Le patient décrit dans ce rapport a reçu par erreur non seulement 50.000 UI/jour de vitamine D, mais aussi 10.000 UI/jour de vitamine A, il y avait donc également un risque élevé d’intoxication à la vitamine A. L’intoxication à la vitamine A se présente sous la forme d’une peau sèche et squameuse avec des zones de desquamation et des fissures sur les lèvres. Les autres symptômes comprennent des maux de tête, de la fatigue, de l’anorexie, des nausées, des vomissements, une vision trouble, une pseudo-tumeur cérébrale, des myalgies et des arthralgies. La dose journalière recommandée de vitamine A se situe entre 100 et 5000 UI. La toxicité chronique résulte de l’ingestion de grandes quantités de vitamine A préformée pendant des mois ou des années, mais il existe une grande variabilité interindividuelle pour la dose la plus faible nécessaire pour provoquer la toxicité. Chez les enfants, cependant, l’hypervitaminose se développe rapidement et se résorbe généralement rapidement.
En conclusion, ce cas nous a conduit à souligner que, conformément à la directive internationale, si nous voulons faire une thérapie avec la vitamine D, il est important avant d’évaluer les niveaux sanguins de vitamine D et d’éviter d’utiliser une dose plus élevée de supplémentation sans surveillance.

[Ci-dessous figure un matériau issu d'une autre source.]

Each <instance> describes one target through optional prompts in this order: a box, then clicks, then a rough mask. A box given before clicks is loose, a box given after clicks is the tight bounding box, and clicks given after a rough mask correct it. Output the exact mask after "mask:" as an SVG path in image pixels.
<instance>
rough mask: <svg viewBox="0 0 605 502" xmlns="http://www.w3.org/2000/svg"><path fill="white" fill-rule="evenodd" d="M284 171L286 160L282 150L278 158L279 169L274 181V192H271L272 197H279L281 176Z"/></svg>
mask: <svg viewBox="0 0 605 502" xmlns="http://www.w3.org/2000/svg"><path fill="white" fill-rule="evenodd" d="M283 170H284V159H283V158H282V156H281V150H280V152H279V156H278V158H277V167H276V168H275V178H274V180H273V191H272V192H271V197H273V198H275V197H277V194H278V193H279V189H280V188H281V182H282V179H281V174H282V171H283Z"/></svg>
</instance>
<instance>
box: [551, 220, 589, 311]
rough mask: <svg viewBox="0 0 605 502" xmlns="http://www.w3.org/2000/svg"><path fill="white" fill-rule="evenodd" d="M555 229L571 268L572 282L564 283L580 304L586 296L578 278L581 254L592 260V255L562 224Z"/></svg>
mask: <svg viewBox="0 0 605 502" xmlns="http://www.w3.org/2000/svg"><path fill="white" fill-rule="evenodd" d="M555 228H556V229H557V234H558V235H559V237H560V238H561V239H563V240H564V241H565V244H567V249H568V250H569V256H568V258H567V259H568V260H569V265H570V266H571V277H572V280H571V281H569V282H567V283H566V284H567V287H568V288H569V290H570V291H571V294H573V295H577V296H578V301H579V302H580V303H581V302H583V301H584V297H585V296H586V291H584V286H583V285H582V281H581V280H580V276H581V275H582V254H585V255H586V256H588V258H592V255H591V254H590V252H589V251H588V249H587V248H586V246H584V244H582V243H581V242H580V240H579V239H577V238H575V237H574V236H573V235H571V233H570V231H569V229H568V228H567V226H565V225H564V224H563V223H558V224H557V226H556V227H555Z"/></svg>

En raison du risque de toxicité, une approche conservatrice de la thérapie pour la carence en vitamine D chez les nourrissons et les jeunes enfants devrait être envisagée . D’autre part, il faut demander aux parents de tous les nourrissons s’ils utilisent un supplément alimentaire ou oral, et des interrogatoires en série peuvent être nécessaires pendant la supplémentation pour éviter un apport excessif . En outre, nous aimerions souligner que les préparations multivitaminées ne devraient pas être utilisées pour le traitement de la vitamine D, car il existe une possibilité d’un risque plus élevé d’intoxication multivitaminique, et que les patients inutilement traités avec une supplémentation vitaminique doivent être évalués pour les résultats de l’hypervitaminose .
Intérêts divergents
Les auteurs ne déclarent aucun conflit d’intérêts et aucun soutien financier.
Contributions des auteurs
Valentina Talarico, Rossella Galiano et Giuseppe Raiola ont suivi le patient et ont contribué à la conception et à la rédaction de cet article ; Massimo Barreca et Maria Concetta Galati ont fait une revue critique de l’article et ont supervisé l’ensemble du processus d’étude. Giuseppe Raiola ont donné leur approbation finale à la version à publier. Chaque auteur doit avoir participé suffisamment au travail pour assumer la responsabilité publique de parties appropriées du contenu. Tous les auteurs ont lu et approuvé le document final.